His story is a kind of logical extension of those fantasies, with three different versions played out to give the impulse its full expression, and it succeeds to varying degrees. In this case, three buddies spend their evenings in a bar complaining how their bosses are ruining their lives. As the beer starts to take hold, someone jokingly suggests that they kill their bosses, and the more they think about it, the more it seems like the best solution. But these are wimpy white suburban boys, with no experience and a very limited capacity for violence, so they decide to find a hit man.

However, when they discover they can’t afford him, the hit man acts as their consultant instead, telling them how to do the deed without getting caught.

In a nutshell, the answer is to kill each other’s bosses, so there’s nothing connecting the victim to the perpetrator. Nick (Jason Bateman) is basically the straight man of the trio. He’s not all that funny himself but acts as the springboard necessary for the other two. Dale (Charley Day) is the clown who provides the most and the best of the comedy, the little dude who swings between laid back and wildly out of control, whereas Kurt (Jason Sudeikis) hovers between the two, a nice guy but with some very humorous character flaws.

The bosses in question are a collective class act: Kevin Spacey is repellent as the megalomaniac company vice-president, Jennifer Anniston has fun as the sexually-predatory dentist, and Colin Farrell is loopy as the drug-crazed son who inherits the company, a part that was probably written for Charlie Sheen. The basic premise of the film is clever enough, but the mechanics of its construction seem a little out of kilter.

It takes a long time to set up the story, the middle section seems shorter than it should, and the resolution sneaks up on you. Still, it’s knockabout comedy, so classical composition isn’t vital for its success. Humour is much more important, and it takes many forms. There’s a heady blend of slapstick, situation comedy and lots of verbal gags. Indeed, there is a lot of bad language, particularly early on, and this is where it gets an MA15+ rating, as there’s no confronting sex or violence to speak of.

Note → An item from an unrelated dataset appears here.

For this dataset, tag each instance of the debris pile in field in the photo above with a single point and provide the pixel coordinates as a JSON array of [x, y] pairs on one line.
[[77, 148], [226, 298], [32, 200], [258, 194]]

Presumably this is an attempt to be hip but it doesn’t always work, as though it is trying too hard, and generally, in fact, much of the humour is a little juvenile. That doesn’t necessarily mean it’s not amusing, though. There are many genuinely funny moments in the film, and some are pleasantly unexpected. Nevertheless it’s a bit patchy in places.

That said, many people will enjoy Horrible Bosses, although it will probably appeal more to a younger set, particularly those who harbour dark thoughts about doing away with their employers.